Hablar del departamento de Bolívar es recorrer un territorio de mares, ciénagas, montañas, islas, ríos y pueblos que han tejido, durante siglos, una identidad profundamente caribe y diversa.
Como lo demuestra Bolívar está en ti, este es un departamento que no se explica en fragmentos: cada zona, del norte insular al sur minero; de la Depresión Momposina a los Montes de María, es una pieza que conforma un mismo mapa cultural, natural y productivo.
Bolívar es un territorio tupido de contrastes. Al norte, el mar Caribe baña la zona insular y costera, donde Cartagena de Indias y sus islas cercanas concentran el mayor flujo turístico y una de las economías más dinámicas del país. Más abajo, los Montes de María revelan un paisaje fértil, biodiverso y resiliente: una región que hoy impulsa cadenas productivas como el cacao, el aguacate, el café y la apicultura, además de una potente herencia cultural que se expresa en la música, las artesanías y los saberes ancestrales.

Hacia el centro, la región de la Depresión Momposina la vida gira alrededor de los ríos.

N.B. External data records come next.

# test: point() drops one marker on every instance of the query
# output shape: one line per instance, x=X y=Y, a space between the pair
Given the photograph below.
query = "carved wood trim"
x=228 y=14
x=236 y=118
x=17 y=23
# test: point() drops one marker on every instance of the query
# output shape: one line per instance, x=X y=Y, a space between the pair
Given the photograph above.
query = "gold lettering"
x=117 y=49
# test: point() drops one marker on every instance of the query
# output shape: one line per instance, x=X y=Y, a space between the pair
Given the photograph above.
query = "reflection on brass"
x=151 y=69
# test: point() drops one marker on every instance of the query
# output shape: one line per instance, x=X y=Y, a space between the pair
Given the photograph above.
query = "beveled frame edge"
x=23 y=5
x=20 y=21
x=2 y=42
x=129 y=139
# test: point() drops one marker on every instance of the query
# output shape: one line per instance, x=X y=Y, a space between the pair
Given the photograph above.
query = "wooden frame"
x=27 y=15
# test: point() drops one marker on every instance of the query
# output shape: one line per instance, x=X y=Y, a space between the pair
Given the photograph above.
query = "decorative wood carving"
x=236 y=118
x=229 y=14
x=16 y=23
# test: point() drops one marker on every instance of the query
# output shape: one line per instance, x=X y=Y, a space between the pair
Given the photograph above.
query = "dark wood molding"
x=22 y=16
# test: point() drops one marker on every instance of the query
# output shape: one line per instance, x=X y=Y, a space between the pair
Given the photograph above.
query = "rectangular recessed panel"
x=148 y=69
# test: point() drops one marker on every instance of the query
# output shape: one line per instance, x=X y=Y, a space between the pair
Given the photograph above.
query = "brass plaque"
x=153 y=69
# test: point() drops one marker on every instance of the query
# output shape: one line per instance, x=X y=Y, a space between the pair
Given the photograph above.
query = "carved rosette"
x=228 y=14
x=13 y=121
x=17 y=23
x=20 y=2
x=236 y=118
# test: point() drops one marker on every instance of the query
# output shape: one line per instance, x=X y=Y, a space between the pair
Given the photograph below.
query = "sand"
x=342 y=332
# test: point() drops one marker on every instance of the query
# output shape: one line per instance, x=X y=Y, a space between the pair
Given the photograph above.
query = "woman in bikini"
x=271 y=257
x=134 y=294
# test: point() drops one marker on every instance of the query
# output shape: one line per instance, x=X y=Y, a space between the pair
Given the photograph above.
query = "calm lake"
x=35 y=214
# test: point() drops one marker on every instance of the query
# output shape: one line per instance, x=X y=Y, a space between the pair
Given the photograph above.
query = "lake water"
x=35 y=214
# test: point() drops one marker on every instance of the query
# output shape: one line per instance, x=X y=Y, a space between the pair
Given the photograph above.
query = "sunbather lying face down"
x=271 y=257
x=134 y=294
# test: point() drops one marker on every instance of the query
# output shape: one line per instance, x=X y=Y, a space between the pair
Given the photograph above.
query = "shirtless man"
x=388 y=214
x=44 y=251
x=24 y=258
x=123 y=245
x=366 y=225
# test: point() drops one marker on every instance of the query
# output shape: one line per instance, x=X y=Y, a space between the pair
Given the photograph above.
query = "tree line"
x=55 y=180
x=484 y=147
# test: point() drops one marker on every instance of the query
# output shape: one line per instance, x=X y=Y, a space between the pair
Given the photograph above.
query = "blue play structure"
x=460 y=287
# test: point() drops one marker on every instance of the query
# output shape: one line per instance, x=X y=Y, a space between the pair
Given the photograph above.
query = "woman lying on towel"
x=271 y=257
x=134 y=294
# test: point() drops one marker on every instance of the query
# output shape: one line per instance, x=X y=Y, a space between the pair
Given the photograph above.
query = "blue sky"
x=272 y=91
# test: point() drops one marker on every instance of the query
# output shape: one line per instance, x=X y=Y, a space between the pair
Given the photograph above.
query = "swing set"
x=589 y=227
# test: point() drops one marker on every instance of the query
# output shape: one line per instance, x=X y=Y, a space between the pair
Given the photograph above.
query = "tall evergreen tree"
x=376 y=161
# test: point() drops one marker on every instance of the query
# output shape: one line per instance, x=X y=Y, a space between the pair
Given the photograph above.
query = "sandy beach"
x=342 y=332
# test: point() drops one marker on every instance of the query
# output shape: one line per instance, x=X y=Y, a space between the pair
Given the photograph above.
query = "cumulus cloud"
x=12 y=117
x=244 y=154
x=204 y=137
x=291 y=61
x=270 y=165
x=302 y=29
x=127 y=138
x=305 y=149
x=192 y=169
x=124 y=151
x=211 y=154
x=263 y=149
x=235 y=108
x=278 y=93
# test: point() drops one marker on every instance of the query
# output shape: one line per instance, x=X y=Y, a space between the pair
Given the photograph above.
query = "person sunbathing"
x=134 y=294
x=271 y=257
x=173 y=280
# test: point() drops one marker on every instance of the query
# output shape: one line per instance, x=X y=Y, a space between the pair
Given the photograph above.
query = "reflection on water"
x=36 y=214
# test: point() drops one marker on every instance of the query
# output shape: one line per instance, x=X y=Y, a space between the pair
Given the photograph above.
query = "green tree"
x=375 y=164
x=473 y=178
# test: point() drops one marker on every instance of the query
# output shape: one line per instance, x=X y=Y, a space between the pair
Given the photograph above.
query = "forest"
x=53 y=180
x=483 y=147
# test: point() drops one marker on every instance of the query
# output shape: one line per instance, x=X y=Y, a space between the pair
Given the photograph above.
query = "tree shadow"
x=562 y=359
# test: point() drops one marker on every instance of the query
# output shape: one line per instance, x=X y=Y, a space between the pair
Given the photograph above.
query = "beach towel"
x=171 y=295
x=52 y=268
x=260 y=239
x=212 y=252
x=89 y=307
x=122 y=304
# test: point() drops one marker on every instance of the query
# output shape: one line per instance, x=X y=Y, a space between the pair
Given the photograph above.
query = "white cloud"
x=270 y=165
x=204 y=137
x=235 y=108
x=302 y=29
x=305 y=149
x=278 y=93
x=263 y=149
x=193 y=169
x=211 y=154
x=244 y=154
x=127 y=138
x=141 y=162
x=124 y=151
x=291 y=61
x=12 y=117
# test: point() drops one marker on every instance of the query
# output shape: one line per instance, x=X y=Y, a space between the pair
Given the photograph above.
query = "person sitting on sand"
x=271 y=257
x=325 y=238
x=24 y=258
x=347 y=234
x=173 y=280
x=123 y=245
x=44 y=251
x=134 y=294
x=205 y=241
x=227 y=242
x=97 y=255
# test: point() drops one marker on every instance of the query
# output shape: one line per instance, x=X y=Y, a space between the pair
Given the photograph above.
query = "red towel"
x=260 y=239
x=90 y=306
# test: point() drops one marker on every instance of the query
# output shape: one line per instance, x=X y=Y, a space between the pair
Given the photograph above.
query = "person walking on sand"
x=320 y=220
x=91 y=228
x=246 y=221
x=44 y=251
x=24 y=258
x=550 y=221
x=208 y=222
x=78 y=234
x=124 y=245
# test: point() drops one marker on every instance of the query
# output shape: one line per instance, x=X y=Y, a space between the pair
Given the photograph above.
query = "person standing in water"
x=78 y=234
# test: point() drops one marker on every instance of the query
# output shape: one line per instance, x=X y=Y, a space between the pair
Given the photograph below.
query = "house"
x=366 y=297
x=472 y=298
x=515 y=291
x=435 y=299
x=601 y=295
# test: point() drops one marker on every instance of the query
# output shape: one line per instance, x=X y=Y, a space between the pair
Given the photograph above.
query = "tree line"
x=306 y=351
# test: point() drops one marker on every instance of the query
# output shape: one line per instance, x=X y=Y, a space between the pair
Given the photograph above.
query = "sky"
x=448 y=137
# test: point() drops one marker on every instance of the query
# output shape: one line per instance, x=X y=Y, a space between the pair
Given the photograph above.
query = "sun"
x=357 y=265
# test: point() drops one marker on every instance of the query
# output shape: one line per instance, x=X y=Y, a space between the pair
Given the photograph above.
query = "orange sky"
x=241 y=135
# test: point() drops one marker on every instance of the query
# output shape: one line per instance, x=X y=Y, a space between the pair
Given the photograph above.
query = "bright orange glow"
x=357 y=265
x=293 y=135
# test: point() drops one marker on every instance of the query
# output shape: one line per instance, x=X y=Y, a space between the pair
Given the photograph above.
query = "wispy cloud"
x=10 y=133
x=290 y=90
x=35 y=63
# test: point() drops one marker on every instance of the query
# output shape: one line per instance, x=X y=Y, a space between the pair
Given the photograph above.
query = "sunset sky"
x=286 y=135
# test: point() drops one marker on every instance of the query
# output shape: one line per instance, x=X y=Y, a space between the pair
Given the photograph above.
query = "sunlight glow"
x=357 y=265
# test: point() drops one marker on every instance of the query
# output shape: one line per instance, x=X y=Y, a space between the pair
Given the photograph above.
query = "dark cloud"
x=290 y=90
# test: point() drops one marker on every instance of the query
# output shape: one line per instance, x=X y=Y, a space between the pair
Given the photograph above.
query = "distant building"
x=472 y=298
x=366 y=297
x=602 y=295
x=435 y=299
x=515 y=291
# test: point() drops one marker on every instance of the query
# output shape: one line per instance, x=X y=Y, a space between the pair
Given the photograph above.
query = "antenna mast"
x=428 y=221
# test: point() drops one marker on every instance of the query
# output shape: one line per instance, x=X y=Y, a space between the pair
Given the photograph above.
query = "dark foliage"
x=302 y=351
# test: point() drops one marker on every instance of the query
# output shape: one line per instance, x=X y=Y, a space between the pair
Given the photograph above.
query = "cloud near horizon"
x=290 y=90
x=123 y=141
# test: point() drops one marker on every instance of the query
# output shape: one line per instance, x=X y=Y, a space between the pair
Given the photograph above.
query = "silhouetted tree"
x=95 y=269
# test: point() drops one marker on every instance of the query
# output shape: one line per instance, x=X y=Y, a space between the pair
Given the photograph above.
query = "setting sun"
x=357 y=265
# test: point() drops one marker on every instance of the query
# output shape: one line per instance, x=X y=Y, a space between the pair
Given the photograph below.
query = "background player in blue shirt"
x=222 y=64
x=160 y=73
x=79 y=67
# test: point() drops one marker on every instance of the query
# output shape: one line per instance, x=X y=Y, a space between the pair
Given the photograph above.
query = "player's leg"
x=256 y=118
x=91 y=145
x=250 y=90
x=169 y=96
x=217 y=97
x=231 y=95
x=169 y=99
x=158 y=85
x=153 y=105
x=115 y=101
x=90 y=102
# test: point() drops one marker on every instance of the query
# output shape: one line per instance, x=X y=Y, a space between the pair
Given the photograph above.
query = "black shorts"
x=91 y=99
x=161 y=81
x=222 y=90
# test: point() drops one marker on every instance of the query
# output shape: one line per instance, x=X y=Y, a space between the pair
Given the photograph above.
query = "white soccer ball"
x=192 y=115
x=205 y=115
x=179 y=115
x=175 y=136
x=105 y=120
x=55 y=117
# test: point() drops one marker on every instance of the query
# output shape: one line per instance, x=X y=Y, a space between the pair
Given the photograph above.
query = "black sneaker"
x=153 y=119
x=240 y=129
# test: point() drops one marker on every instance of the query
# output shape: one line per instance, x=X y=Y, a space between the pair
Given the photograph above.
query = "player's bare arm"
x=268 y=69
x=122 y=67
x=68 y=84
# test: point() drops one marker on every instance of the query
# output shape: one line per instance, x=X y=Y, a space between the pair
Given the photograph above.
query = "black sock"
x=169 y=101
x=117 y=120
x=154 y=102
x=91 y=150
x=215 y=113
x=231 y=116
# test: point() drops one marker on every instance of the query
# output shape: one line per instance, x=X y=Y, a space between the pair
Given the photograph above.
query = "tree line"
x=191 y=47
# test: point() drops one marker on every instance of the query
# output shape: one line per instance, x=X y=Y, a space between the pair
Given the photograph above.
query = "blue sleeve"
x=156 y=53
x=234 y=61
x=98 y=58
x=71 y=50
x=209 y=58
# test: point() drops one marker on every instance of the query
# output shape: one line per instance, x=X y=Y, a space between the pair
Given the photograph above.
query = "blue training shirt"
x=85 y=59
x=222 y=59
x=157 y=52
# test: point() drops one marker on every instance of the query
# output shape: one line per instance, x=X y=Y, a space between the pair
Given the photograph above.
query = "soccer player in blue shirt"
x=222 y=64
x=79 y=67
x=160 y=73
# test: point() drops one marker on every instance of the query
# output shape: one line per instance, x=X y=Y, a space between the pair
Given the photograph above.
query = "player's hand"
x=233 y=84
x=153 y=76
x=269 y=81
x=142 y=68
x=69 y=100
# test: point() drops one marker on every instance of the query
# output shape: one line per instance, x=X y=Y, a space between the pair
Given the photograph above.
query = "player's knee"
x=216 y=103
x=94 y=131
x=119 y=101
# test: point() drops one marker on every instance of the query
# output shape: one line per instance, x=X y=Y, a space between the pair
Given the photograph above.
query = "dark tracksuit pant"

Mompox, joya patrimonial de Colombia, es el corazón de esta zona: un testimonio vivo de arquitectura colonial, tradición orfebre y espiritualidad ribereña, donde cada Semana Santa el fervor es palpable en sus calles. (También te puede interesar: Bolívar está en ti llega a los aeropuertos de las principales ciudades de Colombia)
Al sur, la Serranía de San Lucas se levanta como un corredor ambiental decisivo para Colombia. Allí, municipios como Santa Rosa del Sur, Simití, Arenal, Morales y San Pablo sostienen una economía marcada por la minería, la agricultura y nuevas apuestas de conservación.
De norte a sur, Bolívar es un viaje por culturas, acentos, paisajes y economías que dialogan entre sí. Un departamento que conserva, produce, celebra y se reinventa, y que, al recorrerlo, confirma que su diversidad es su mayor fortaleza.